Oh’s nail art has more in common with what Björk famously called “emotional landscapes” than typical salon styles. Beauty school certification didn’t teach her much. “I had to educate myself in class,” she says. “I’d watch YouTube videos and learn the basics.” Her breakthrough came from an unlikely source. “I was practicing making blobs with transparent builder sculpture gel, and I fell in love.” Soon, she could turn these blobs into sculptures: ersatz dewdrops, flecks of frost, frames for bits of cellphones and sea glass. “I was using plastic scrapes to create some effects on my 3D nails, and I was doubtful. But when I encapsulated them with clear gel, it looked icy and ethereal.”
She didn’t stop there. Soon, she could attach enamel terrariums to fingertips. “I saw a Petri dish online, and I started imagining,” she says. “It took a couple weeks to figure out the materials and process, but I finally got to do them on a client and they looked pretty realistic—almost edible.”

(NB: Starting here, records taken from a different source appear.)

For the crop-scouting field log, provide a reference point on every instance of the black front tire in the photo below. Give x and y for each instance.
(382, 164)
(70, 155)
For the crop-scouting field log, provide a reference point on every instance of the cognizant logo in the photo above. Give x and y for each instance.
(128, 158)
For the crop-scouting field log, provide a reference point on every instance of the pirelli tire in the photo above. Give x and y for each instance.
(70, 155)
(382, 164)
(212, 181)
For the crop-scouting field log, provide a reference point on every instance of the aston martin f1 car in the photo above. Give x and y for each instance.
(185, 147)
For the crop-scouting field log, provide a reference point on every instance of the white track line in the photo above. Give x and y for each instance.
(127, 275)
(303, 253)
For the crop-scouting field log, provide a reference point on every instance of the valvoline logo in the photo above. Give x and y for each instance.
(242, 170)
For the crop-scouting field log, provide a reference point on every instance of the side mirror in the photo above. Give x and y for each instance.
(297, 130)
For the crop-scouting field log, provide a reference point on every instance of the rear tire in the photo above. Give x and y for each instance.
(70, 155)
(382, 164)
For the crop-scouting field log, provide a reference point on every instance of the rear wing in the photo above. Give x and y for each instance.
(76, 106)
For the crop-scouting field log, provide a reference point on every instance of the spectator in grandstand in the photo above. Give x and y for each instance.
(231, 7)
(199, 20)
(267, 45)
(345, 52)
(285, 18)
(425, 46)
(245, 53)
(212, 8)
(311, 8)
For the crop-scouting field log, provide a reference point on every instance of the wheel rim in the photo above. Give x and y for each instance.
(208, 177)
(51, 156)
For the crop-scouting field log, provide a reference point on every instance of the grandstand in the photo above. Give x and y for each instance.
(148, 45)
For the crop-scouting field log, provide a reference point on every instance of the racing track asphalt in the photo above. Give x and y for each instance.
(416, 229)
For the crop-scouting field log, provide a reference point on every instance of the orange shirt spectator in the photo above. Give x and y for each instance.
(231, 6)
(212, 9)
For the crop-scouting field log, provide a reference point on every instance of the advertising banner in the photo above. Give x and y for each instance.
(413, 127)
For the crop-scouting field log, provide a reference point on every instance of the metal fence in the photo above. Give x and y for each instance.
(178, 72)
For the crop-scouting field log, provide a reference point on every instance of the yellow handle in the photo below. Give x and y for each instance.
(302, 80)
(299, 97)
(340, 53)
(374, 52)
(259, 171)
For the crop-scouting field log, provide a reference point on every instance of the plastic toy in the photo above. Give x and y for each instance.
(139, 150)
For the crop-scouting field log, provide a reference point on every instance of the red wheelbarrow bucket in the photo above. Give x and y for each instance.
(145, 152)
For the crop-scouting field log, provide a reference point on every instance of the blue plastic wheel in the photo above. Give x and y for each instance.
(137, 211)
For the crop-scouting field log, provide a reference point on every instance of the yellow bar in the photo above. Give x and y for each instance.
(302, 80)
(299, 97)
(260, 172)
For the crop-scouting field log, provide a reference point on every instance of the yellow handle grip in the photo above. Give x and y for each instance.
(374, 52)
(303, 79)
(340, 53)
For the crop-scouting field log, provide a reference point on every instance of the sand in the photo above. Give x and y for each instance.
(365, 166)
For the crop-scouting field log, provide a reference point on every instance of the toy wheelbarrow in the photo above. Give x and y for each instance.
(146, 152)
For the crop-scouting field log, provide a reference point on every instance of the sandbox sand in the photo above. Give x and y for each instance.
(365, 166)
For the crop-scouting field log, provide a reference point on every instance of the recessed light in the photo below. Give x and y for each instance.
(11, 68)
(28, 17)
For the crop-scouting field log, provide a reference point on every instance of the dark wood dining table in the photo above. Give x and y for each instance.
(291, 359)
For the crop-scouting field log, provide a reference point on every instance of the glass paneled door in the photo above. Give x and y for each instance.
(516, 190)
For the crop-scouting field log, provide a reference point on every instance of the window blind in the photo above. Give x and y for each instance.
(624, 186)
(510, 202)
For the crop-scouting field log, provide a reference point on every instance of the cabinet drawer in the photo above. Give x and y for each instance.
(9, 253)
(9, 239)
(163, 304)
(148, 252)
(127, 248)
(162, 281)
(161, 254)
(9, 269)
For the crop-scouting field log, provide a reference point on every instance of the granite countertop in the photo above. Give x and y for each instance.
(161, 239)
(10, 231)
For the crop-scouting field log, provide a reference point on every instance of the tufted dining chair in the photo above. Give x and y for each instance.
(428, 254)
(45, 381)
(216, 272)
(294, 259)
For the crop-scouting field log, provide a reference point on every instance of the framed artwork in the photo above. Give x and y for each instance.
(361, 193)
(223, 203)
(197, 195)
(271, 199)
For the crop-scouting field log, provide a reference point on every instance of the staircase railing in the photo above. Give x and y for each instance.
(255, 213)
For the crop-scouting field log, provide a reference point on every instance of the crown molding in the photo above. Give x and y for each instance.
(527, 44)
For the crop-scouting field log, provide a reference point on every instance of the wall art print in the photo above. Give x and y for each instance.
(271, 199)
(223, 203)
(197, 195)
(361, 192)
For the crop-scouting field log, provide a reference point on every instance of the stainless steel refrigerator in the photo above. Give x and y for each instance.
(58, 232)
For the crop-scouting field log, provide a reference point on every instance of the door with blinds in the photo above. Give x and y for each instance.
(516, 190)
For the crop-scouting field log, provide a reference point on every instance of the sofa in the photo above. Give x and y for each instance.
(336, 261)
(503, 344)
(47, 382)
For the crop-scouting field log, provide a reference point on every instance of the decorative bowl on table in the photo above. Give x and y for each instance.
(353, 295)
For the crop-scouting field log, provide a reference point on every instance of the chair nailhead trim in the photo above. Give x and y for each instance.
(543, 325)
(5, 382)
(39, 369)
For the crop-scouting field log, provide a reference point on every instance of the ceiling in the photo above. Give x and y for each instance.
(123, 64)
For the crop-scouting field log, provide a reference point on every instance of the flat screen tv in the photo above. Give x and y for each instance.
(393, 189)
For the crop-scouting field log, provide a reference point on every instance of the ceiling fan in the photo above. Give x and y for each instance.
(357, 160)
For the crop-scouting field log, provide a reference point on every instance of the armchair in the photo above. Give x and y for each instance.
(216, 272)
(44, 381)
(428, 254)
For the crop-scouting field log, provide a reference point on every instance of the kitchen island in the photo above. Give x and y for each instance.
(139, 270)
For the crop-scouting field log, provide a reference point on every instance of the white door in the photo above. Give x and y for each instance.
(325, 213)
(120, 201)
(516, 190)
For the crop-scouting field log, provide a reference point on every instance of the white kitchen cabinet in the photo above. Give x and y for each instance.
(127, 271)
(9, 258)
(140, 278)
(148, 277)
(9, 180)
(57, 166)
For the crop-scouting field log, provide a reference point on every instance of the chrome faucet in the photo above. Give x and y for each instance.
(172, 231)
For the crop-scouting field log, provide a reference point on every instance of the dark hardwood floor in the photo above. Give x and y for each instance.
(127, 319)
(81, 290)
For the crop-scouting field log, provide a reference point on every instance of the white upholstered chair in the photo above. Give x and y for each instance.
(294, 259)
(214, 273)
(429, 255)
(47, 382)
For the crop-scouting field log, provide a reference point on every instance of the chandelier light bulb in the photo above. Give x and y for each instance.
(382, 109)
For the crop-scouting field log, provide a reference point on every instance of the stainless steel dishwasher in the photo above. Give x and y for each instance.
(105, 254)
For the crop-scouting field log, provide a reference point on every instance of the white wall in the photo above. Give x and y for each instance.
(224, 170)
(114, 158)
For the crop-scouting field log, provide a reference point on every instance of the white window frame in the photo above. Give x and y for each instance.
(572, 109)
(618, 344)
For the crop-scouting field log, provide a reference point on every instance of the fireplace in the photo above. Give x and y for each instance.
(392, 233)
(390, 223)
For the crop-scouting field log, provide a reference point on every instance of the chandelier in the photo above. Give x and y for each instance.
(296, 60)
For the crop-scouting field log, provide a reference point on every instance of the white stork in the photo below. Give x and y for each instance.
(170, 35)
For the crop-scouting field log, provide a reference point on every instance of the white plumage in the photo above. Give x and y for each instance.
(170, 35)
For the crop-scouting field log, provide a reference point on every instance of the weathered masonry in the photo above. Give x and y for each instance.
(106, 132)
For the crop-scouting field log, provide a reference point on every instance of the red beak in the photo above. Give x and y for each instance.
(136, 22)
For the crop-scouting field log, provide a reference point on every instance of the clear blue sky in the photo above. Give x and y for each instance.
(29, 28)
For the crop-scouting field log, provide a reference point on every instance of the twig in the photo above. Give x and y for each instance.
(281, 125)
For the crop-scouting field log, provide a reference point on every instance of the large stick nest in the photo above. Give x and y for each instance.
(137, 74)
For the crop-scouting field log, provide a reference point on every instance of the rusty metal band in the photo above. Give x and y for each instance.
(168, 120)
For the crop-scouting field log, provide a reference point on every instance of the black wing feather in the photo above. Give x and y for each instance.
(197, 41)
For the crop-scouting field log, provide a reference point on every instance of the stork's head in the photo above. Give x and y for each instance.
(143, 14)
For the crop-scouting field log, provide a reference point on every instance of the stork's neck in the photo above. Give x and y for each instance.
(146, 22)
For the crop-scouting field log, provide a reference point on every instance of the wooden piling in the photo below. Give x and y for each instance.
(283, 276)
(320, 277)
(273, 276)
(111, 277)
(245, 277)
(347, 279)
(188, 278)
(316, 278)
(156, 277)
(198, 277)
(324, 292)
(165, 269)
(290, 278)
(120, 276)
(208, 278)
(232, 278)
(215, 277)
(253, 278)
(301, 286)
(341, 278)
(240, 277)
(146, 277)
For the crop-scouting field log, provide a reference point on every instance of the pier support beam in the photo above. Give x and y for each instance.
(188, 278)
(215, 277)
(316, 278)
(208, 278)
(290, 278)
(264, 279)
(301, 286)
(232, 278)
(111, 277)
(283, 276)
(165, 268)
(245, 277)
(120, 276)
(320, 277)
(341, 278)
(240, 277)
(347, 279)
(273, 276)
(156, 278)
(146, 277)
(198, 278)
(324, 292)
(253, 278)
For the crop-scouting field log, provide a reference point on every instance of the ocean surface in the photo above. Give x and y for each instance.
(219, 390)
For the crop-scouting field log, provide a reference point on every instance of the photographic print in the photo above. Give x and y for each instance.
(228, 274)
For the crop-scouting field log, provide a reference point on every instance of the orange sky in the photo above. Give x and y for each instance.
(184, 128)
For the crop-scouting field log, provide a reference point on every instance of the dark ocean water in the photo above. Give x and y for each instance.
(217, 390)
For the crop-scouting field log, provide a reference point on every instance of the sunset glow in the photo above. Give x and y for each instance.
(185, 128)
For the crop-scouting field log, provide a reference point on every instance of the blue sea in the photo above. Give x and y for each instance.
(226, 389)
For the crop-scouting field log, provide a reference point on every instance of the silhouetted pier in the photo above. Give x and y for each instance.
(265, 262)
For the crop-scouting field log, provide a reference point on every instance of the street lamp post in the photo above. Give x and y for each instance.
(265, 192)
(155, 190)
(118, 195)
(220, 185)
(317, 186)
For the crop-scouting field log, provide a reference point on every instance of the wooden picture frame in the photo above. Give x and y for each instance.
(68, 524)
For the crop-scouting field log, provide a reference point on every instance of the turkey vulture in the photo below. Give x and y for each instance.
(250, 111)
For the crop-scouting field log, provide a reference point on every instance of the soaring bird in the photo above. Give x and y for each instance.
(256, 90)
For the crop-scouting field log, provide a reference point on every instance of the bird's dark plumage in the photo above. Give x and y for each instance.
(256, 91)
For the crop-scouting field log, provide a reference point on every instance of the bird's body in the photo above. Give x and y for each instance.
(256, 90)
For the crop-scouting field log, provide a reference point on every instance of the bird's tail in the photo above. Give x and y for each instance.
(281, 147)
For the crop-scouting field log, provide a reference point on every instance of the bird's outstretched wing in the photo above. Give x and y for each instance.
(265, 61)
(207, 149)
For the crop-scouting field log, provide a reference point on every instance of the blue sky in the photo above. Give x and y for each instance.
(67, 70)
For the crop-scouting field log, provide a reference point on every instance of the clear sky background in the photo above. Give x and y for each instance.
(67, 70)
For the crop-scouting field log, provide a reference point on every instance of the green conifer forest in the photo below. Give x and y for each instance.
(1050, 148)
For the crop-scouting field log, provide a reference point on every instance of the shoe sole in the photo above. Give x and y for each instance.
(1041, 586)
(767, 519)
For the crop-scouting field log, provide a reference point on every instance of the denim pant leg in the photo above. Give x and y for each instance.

Celebrity clients ate her designs up. Brands came calling, including Louis Vuitton and YSL Beauty. Rosalía’s people saw the work and asked for some custom options. Typically, Björk favored total freedom. “They wanted something fungi-related,” she says, but otherwise “I was given complete creative freedom, which was such an honor. I love working with her because she’s fearless, expressive, and vulnerable with her medium, and I always admired that.”
Oh is equally fearless when it comes to calling out changes the industry should adopt. Starting out, she says, “I wish I knew how toxic most beauty materials are. I learned the hard way, and now try to work with brands and materials that are free of toxins.” She’s learned the cost the industry inflicts on artists’ bodies, too. “Beauty workers are constantly putting tension on our upper body. It would be nice to be able to have a massager that’s wearable so we can use them while at work.”
Until that arrives, Oh is looking towards other methods of self-care, including “nature-inspired mixology.” Odds are those drinks will inspire as much as the nails on the hands toasting them.